Daniel Cataño sabe bien de qué va el fútbol, interpreta muy bien el juego, ejecuta el pase (corto o largo) que toca en cada momento. Además, posee la técnica suficiente para tocar de primeras, para jugar a dos toques o para controlar, trasladar y pasar. En ese sentido, clave su control dirigido y su protección del balón, las cuales brillan con luz propia sobre el resto. Es un enganche muy clásico, juega parado y su fútbol fluye a través del pase. No tiene cambio de ritmo, agresividad en el último tercio, uno contra uno en largo o una punta de velocidad decente para competir en un contexto de transiciones.

Por bien que juegue, Cataño no es decisivo en el resultado

No obstante, y 18 meses después de arribar a Primera División, las cifras del paisa son de cosquilla para las de un mediocampista creativo: 4 goles y 7 asistencias. Para alguien que venía de anotar 18 goles y de ceder más de 15 asistencias entre el año 2014 y 2015 en la Segunda División… marca una productividad insuficiente y efímera. En estas primeras semanas, mientras el DIM navega entre la definición e identificación, necesitará rascar unidades en la clasificación. Y los puntos se sacan con goles y/o con el arco limpio, detalle que también va en proceso con las incorporaciones de Santiago Echeverría y Danilson Córdoba en la parte trasera del sistema.
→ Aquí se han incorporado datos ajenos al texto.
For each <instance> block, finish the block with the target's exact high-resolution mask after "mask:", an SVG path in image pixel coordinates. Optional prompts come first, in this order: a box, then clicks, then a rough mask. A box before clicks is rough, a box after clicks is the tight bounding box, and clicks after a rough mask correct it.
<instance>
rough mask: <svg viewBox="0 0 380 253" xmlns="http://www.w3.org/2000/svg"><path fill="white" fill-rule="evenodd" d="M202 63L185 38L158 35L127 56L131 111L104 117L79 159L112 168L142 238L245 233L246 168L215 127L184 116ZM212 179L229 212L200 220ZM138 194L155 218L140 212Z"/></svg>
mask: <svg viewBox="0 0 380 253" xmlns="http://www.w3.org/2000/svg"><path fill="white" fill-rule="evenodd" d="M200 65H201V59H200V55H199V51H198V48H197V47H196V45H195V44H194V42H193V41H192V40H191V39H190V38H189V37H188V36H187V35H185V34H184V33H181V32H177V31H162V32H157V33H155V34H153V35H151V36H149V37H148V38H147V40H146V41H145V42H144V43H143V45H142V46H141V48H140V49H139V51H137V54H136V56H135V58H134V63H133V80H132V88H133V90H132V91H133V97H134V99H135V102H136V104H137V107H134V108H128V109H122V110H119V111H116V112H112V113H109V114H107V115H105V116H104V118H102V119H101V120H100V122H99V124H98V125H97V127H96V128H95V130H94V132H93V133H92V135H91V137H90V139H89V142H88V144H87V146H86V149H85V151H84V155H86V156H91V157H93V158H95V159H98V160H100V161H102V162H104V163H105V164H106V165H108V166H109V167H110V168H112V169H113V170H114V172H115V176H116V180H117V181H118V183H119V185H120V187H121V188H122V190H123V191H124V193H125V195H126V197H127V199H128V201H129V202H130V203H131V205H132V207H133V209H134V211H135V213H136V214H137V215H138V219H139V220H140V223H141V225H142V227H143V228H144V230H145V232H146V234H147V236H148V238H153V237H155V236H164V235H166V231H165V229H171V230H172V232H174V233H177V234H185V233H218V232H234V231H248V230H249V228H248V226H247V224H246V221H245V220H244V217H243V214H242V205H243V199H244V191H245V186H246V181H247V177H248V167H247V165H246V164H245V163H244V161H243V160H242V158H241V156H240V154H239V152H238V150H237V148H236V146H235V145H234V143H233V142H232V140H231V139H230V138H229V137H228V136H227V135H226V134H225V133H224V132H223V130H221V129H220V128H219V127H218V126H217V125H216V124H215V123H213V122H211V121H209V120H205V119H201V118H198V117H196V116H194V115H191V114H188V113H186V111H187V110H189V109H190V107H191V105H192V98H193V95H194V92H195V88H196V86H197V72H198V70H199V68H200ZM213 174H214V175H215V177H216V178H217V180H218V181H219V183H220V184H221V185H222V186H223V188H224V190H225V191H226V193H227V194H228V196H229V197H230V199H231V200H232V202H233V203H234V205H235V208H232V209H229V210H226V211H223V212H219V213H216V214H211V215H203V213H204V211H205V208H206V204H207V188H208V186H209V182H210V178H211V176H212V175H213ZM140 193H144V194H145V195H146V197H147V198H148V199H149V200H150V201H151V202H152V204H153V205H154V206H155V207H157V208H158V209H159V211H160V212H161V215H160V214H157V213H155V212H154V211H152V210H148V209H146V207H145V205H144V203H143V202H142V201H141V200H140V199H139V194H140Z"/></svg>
Dicho esto, Cataño tiene dos opciones: 1- Mejorar esa faceta intensa, autosuficiente y provocadora de desequilibrio individual de cara a engordar su participación en los marcadores. 2- De lo contrario, como contra-respuesta a la primera opción, ser el socio de Marrugo para generar superioridad y crecer a partir de la posesión, como bien lo ha hecho saber su entrenador en diferentes ruedas de prensa, extralimitando sus cualidades a un papel muy particular y muy secundario. Porque Daniel es un futbolista obediente tácticamente, versátil a nivel de movimientos –puede caer a ambas bandas o partir desde una de ellas– y con una aceptable pegada. Jugar en el DIM no te exime de ser determinante y te obliga a ser distintivo. Talento le sobra para ser el motor ofensivo del Independiente Medellín. El tiempo lo dirá todo.